Das figuras decorativas espalhadas pela paisagem eleitoral de ontem, a mais relevante é Pavel Grudinin. Os resultados incompletos de ontem sugeriam que Grudinin podia ultrapassar a barreira dos 14%. A consulta governamental prevê 11,2%. Seja como for, Grudinin terá o dobro do terceiro classificado, Vladimir Zhirinovsky, um veterano nacionalista que concorreu pela primeira vez ao poder contra Boris Ieltsine, em 1991. Grudinin é o líder do Partido Comunista russo, e, não sem controvérsia, é também o milionário proprietário de uma conhecida cadeia agrícola. É igualmente, no entanto, uma concorrência falsa, um líder sem aspirações reais de poder e, acima de tudo, uma ferramenta útil para o Kremlin, de onde se garante que o processo democrático é real, isento e rico, mesmo que o vencedor esteja já decidido e não tenha propriamente um programa de governo, como escreve no “New York Times” Steven Lee Myers: “Ele não oferece uma ideologia estruturada, como antes o comunismo, mas, em vez disso, um modelo amorfo destinado a proteger a soberania nacional contra as organizações internacionais.”
É uma estratégia vencedora, sobretudo na comparação aos instáveis, pobres e envergonhados anos 90 do orgulho ferido e, por isso, o presidente russo ficará mais seis anos no poder. Ao terminar o novo mandato, Vladimir Putin tornar-se-á o segundo líder russo que mais tempo passou no poder. Estaline continuará em primeiro. Encontra-se aqui o aspeto mais relevante das eleições de ontem. Vladimir Putin não chegará às três décadas do antigo líder soviético. Este será, com toda a probabilidade, o seu último mandato no Kremlin. Putin diz que não pretende mudar as regras do limite de mandatos e, embora já os tenha manobrado no passado, passando seis anos no enganoso cargo de primeiro-ministro, há muitas dúvidas de que o faça novamente. Será septuagenário quando terminar o novo mandato e pouco disposto às obrigações das cortinas de fumo. A campanha russa, de tão coreografada e inofensiva, cedo se tornou menos importante que a pergunta que no ocidente todos colocam em aberto e na Rússia se faz por suspiros de corredor: o que é que acontecerá depois de Putin?

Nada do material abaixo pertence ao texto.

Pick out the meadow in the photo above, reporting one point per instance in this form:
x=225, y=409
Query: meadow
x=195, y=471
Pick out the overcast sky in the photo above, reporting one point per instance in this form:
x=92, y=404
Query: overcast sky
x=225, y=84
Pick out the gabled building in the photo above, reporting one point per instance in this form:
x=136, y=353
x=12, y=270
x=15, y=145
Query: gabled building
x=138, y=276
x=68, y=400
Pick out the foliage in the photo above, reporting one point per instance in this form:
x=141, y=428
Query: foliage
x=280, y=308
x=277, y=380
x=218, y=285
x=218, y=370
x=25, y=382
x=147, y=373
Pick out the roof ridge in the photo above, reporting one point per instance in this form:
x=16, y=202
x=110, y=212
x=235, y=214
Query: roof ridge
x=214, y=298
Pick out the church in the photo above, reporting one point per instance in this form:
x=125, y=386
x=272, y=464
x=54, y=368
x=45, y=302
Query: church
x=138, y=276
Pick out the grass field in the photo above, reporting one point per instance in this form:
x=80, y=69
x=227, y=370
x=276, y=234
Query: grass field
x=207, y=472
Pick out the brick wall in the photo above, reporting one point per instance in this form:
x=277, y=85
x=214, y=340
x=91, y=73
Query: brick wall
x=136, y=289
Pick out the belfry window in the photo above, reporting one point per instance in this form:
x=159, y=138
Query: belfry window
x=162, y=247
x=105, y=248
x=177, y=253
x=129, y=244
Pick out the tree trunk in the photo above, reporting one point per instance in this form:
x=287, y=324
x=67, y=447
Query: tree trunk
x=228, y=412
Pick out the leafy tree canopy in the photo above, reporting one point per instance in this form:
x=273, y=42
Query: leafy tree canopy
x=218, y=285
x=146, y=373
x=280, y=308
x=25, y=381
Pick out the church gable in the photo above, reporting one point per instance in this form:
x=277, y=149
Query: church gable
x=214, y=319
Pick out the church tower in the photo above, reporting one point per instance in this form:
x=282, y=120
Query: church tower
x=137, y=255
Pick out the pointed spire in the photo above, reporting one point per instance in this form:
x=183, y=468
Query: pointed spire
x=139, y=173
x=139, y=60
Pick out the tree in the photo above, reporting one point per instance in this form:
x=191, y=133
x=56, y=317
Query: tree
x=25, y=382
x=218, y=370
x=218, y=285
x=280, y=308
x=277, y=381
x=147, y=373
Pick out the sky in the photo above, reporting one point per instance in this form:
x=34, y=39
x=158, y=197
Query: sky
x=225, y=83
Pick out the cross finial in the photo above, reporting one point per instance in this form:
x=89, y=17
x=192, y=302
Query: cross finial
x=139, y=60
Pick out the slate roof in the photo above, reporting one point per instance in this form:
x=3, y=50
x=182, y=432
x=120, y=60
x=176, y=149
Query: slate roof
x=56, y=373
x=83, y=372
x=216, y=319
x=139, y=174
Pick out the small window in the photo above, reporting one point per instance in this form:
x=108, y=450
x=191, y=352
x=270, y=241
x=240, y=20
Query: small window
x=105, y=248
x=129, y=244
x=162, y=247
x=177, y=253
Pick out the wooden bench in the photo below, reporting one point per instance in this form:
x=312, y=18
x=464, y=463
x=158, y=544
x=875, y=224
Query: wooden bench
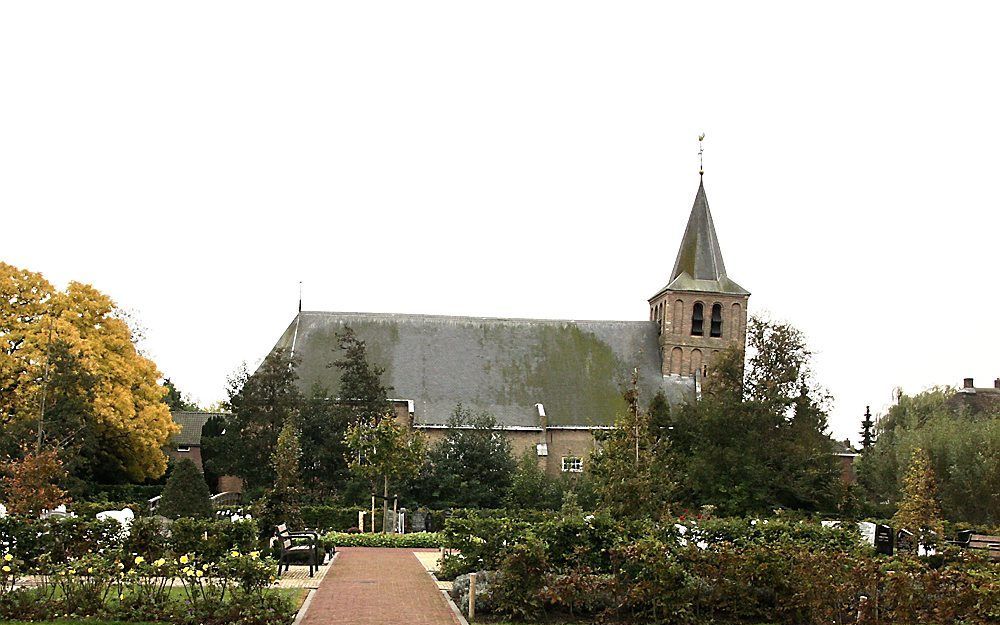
x=989, y=543
x=292, y=544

A sucessão é inevitável, mas, por estes dias, também insondável. Será a grande obra deste novo mandato, ao longo do qual o presidente russo continuará os projetos de expansão da influência nacional e disrupção da ordem do Ocidente. Existe uma nova casta de jovens russos no Kremlin, mas não há candidatos prováveis. Isso acontece em parte por desígnio – uma fonte próxima do Kremlin contava esta semana ao “Guardian” que todos os oligarcas pensam que podem ser o sucessor e por isso estão dispostos a tudo -, mas também é verdade que o Estado russo não tem instituições fortes e a vida política é estéril, incapaz de dar à luz novos líderes. “A grande ideia do próximo mandato é a de que ele será passado a conceber um mecanismo de passagem de poder que garanta a segurança de Putin e de um número razoavelmente alargado das pessoas que o rodeiam”, diz ao “Guardian” o jornalista e comentador Konstantin Gaaze, que, como afirma a quase totalidade dos politólogos e indica a História, sabe que é difícil fazer a sucessão de um homem forte com características ditatoriais. Mas acontecerá, afirma. “Acho que [a sucessão] será mais simples para ele do que tornar-se presidente para toda a vida.”